By Josh Spring
If you flip off the lights in a room, walk through the room and run into a pole, do you ask what happened? Probably not, because you know what happened. If you do the same thing the next day, do you ask what happened that time? Nope. If you fill a glass with water and then dump it on your head, do you ask why you are wet? What about if you turn a stove burner on and hold your hand on it, do you wonder why your hand hurts? If you dump a bucket of dirt on someone else, do you ask them why they are so dirty? No, probably not. Outside of mental health decompensation, none of this makes any sense. You don’t ask why these things are happening because you already know the answer, and you know how to prevent them from happening again.
If you heard a weather report which called for rain and you left the windows of your car (if you have one) open and later came out to find a soaked seat, would you try to figure out how your seat got wet? Would you call your friends together to study how rain gets from outside a car to inside a car and on a seat? Would you re-listen to the weather report and try to figure out how better to understand what the report meant? No, you would express frustration at having left the window open, especially when you knew rain was predicted, you would try to dry your seat and commit to not leaving the window open again. If you park that same car, get out to walk into the office and someone hollers at you that your left your lights on, likely you would say thanks and then turn around and turn your lights off. Why? Because you know if you leave them on it is likely your battery will lose power and your won’t be able to start your car when you return. You don’t wait for proof that this will happen because logic dictates it will, you don’t want to risk it and likely past experience tells you choosing to not put in the effort to walk back and turn off the lights will result in more problems in the future.
So why when it comes to much more important decisions do we very often chose to not follow basic common sense?
As a society, city and county we invest millions of dollars in luxury housing, give tax abatements to companies that displace people from their homes, allow landlords to evict without just cause, don’t require companies pay a living wage, subsidize tourist bars and shops that drive out neighborhood-serving businesses and applaud the removal of people with lower incomes from neighborhoods as revitalization and then act surprised when housing instability and homelessness increase. We enact policies that support the depletion of affordable housing and then say we are not sure why we have homelessness to the extent we do and so we must study the problem more and then perhaps temporarily pilot possible solutions.

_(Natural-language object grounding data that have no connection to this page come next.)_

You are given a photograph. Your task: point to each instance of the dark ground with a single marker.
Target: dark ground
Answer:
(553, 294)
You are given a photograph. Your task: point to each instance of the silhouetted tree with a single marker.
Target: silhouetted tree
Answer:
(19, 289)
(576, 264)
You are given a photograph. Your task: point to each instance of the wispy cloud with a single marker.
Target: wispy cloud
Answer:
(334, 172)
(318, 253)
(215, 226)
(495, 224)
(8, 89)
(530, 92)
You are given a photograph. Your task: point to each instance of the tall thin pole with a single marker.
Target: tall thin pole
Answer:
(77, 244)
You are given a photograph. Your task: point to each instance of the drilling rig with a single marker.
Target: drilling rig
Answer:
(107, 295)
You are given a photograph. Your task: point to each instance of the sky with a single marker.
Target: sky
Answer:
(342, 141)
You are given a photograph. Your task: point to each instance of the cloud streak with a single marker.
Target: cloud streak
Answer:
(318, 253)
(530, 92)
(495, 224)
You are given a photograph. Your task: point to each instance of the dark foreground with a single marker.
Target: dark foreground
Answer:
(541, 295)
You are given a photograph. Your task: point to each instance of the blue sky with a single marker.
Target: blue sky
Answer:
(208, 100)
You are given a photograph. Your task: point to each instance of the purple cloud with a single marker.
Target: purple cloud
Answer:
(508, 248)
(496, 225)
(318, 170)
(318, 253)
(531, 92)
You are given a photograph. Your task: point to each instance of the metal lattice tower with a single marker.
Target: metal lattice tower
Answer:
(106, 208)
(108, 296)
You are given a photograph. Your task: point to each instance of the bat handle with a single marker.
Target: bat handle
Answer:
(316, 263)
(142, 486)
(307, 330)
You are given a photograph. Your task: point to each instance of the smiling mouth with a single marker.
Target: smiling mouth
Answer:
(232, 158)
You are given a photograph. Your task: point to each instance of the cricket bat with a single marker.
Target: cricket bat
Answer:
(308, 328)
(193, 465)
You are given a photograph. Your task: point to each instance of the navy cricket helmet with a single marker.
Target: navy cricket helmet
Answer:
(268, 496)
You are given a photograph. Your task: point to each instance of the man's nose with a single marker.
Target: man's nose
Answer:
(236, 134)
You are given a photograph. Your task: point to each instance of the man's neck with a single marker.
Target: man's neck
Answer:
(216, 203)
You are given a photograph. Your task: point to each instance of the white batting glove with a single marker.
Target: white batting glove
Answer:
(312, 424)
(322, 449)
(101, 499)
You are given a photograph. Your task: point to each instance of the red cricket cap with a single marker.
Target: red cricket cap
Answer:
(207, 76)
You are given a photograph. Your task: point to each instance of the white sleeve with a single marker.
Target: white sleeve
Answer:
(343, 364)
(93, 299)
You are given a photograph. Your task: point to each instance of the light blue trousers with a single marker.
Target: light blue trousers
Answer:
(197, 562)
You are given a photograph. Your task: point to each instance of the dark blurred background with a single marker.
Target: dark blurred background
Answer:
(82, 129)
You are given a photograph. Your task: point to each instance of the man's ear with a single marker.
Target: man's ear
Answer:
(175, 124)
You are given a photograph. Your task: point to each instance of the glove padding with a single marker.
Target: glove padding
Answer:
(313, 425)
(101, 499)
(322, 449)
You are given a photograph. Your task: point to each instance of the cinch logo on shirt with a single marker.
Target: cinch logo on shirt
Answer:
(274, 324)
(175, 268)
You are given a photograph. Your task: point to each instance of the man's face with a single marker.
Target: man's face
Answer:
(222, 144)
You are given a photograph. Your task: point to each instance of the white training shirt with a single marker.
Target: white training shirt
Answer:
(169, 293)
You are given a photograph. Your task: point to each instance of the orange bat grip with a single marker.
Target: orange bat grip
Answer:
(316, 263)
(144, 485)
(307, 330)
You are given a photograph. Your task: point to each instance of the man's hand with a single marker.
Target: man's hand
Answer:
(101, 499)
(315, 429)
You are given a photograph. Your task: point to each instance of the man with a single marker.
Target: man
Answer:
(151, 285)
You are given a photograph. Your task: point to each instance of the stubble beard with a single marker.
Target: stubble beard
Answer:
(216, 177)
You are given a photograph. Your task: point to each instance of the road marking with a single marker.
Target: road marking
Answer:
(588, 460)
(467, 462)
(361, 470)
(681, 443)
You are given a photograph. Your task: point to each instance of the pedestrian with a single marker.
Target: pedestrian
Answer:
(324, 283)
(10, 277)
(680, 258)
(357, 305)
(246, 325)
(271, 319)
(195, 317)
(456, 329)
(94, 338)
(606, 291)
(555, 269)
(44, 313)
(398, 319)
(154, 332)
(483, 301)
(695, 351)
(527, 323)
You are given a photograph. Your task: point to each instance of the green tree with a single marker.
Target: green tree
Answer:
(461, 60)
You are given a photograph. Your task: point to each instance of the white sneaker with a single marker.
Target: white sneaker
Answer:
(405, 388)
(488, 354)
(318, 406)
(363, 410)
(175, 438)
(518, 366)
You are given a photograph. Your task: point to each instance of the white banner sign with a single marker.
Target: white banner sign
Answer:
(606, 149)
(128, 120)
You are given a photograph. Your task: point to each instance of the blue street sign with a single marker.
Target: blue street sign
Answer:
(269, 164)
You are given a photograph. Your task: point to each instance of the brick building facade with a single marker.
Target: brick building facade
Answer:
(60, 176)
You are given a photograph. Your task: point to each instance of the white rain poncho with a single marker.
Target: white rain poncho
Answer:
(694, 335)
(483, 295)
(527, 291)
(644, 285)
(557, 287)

Maybe we don’t yet have the right people in the room to figure out what is going on or maybe there is some best practice model we haven’t considered.
Give me a break. If you have a house and you invite your friends over to be entertained by shooting off fireworks in the living room and your house catches fire and you and your friends stand outside watching, debating how best to use the garden hose to decrease the fire when you should be calling the fire department and your house burns down, again outside of some extreme circumstances, you don’t get to say you didn’t know what to do. If you get a new house and this time you only use small fireworks inside, you don’t get congratulated for improving. You don’t get to call people in to do a study to try to figure out how to prevent fires in your home, because the answer is always going to be that you must stop the activity that is causing the fires in the first place.
These are all just little analogies, but what if people are trapped in the house and can’t get out of the fire? In 2017, in Hamilton County, least 137 people suffering from the effects of homelessness died.